Asiatische Frauen sind im MINT-Bereich im Vergleich zu ihrem Anteil an der nationalen Bevölkerung unterrepräsentiert, und wir stellen fest, dass sie häufig abgewertet werden. Frühere Untersuchungen zeigen, dass asiatische Frauen noch mehr Druck ausgesetzt sind als weiße Frauen, sich den Normen der passiven Weiblichkeit anzupassen, und eher sagen, dass sie ihren Kopf senken und hart arbeiten müssen, während sie anderen die Führung überlassen. In unserer Studie haben asiatische Fakultätsfrauen im Allgemeinen nicht die gleichen Privilegien wie asiatische und weiße Männer. Wir stellen fest, dass schwarze und Latinx-Frauen mit Rückschlägen für durchsetzungsfähige Eigenschaften konfrontiert sind, während asiatische Frauen ausgegrenzt werden, weil sie nicht durchsetzungsfähig genug sind.

F: Was können Abteilungen, Hochschulen und Universitäten gegen die von Ihnen identifizierten Probleme tun?

EIN: Lösungen sollten sich zunächst mit den strukturellen Manifestationen dieser kulturellen Überzeugungen befassen. Die formale akademische Überprüfung sollte nachverfolgt werden und den Unterricht, das inklusive Mentoring und die Übersetzungsarbeit in vollem Umfang belohnen, da sie die Artikelproduktion aufwertet. Darüber hinaus neigt die akademische Kultur dazu, Wissenschaftler zu marginalisieren, die möglicherweise etwas anderes bieten als die gängigen Ansichten und Erfahrungen. Studien zeigen jedoch, dass marginalisierte Wissenschaftler zu denen gehören, die am wahrscheinlichsten einen Mehrwert für das wissenschaftliche Unternehmen schaffen. Daher sollten akademische Einheiten faire und gleichberechtigte Zusammenarbeit zwischen Gruppen von Menschen mit unterschiedlichen Perspektiven, Hintergründen und Erfahrungen priorisieren und belohnen, die Forschungsergebnissen zufolge wahrscheinlich die bahnbrechendsten Arbeiten entwickeln werden. Fakultäten und Universitäten sollten das Engagement der Professoren für eine gleichberechtigte, vielfältige und integrative Zusammenarbeit voll und ganz wertschätzen.

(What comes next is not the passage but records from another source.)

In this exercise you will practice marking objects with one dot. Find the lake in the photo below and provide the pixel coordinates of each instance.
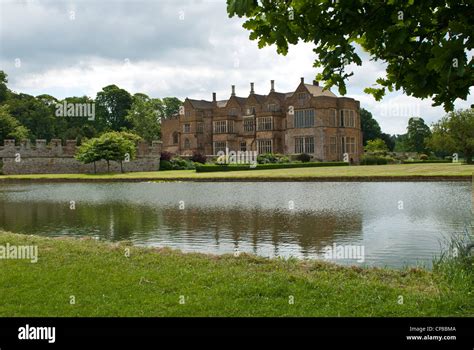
(392, 224)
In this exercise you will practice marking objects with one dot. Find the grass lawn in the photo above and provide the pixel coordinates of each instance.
(104, 282)
(396, 170)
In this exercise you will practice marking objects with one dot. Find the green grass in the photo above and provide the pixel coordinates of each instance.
(150, 282)
(397, 170)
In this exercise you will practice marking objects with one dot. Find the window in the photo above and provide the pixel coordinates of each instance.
(223, 126)
(332, 117)
(187, 144)
(248, 124)
(332, 145)
(347, 118)
(304, 118)
(264, 146)
(272, 107)
(264, 123)
(219, 146)
(302, 96)
(351, 122)
(304, 144)
(350, 144)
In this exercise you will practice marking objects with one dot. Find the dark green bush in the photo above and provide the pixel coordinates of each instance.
(373, 160)
(238, 167)
(177, 163)
(303, 157)
(165, 165)
(199, 158)
(425, 161)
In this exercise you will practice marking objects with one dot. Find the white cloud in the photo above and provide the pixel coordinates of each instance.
(203, 53)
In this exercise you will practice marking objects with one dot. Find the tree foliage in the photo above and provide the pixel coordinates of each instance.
(454, 133)
(423, 43)
(10, 128)
(110, 146)
(376, 146)
(417, 132)
(113, 104)
(145, 116)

Wir identifizieren drei Chancen, die besonders aktuell sind.

Erstens stellen wir fest, dass sich Professorinnen und Professoren oft persönlich mehr für Kollegialität, Mentoring und Diversität engagieren, als sie es in ihren Disziplinen sehen. Das Tageslicht zwischen den eigenen Werten der Wissenschaftler und dem, was sie in MINT als aufgewertet ansehen, schafft eine Gelegenheit, zu überdenken, was als Exzellenz im Beruf gilt.

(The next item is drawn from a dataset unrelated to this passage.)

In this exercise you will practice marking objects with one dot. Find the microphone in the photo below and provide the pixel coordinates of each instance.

Zweitens ist die Zeit nach der Pandemie eine kritische Zeit, um mit den Beiträgen des Arbeitshingabeschemas zur Abwertung der Exzellenz von Müttern im MINT-Bereich zu rechnen.

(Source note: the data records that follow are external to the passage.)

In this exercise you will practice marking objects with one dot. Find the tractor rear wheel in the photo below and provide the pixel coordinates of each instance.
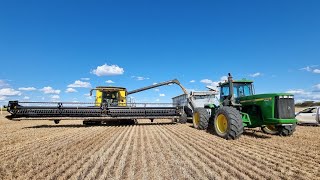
(270, 129)
(183, 118)
(228, 123)
(279, 130)
(200, 118)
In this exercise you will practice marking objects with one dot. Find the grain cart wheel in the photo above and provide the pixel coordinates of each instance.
(183, 118)
(228, 123)
(200, 118)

Drittens können westliche Wissenschaftsansätze viel von feministischen, postkolonialen und indigenen Ansätzen lernen, die Einblicke in die Wertschätzung von Perspektivenübernahme, Zusammenarbeit, Kreditteilung und Demut im Prozess der Wissensschaffung bieten.

MINT-Arbeit war schon immer von Natur aus kulturell und sozial. Es ist höchste Zeit, Vielfalt und Gerechtigkeit als Verstärker von Innovation und nicht als Bedrohung für sie zu akzeptieren.